Le plan (…) comprend les mesures suivantes :
1° Une cartographie des risques destinée à leur identification, leur analyse et leur hiérarchisation ;
2° Des procédures d’évaluation régulière de la situation des filiales, des sous-traitants ou fournisseurs avec lesquels est entretenue une relation commerciale établie, au regard de la cartographie des risques ;
3° Des actions adaptées d’atténuation des risques ou de prévention des atteintes graves ;
4° Un mécanisme d’alerte et de recueil des signalements relatifs à l’existence ou à la réalisation des risques, établi en concertation avec les organisations syndicales représentatives dans ladite société ;
5° Un dispositif de suivi des mesures mises en œuvre et d’évaluation de leur efficacité.
(…)
Pleine de bonne volonté, cette loi risque de ne pas atteindre ses objectifs, notamment dans les pays en développement.

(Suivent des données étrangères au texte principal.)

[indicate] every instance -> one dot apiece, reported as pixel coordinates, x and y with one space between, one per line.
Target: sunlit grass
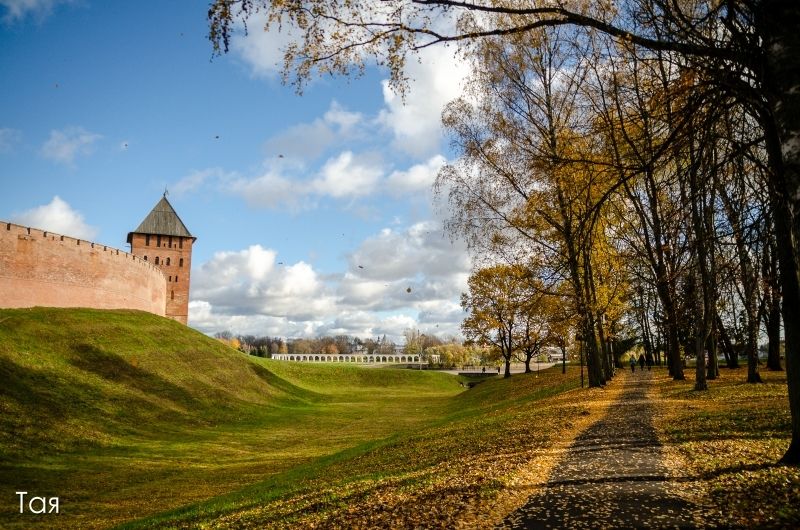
131 418
726 443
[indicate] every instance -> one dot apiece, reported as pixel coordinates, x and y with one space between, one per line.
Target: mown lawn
123 414
481 459
725 444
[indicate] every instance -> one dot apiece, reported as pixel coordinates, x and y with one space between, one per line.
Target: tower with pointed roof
163 240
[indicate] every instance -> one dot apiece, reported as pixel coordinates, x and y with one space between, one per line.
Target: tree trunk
731 357
777 22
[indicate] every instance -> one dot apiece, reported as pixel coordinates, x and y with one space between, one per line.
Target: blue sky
313 213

Si le drame du Rana Plaza a permis d’identifier facilement les donneurs d’ordre, les chaînes d’approvisionnements en biens et en services peuvent être beaucoup plus complexes et additionner les étages de sous-traitance.
Les dispositions légales mentionnées ci-dessus s’appliquent aux premiers fournisseurs de la société visée, mais pas aux fournisseurs des fournisseurs ! Aux sociétés dont le siège social est en France et pas à celles basées à l’étranger.
Dans un secteur différent, imaginez-vous un planteur de cacaoyers, qui produit des fèves sèches de cacao, qu’il vend ensuite (bord champ) à un commerçant local de passage, qui lui, vendra à un autre commerçant plus important, qui vendra ensuite à une usine de transformation basée hors Union européenne qui produit de la masse de cacao, qui sera ensuite achetée et travaillée par une chocolaterie, française…
Cette chaîne semble complexe, elle est pourtant classique, bien peu exceptionnelle. La loi ne s’appliquera, au sens strict, qu’à la chocolaterie, si celle-ci est « importante » aux termes de la loi.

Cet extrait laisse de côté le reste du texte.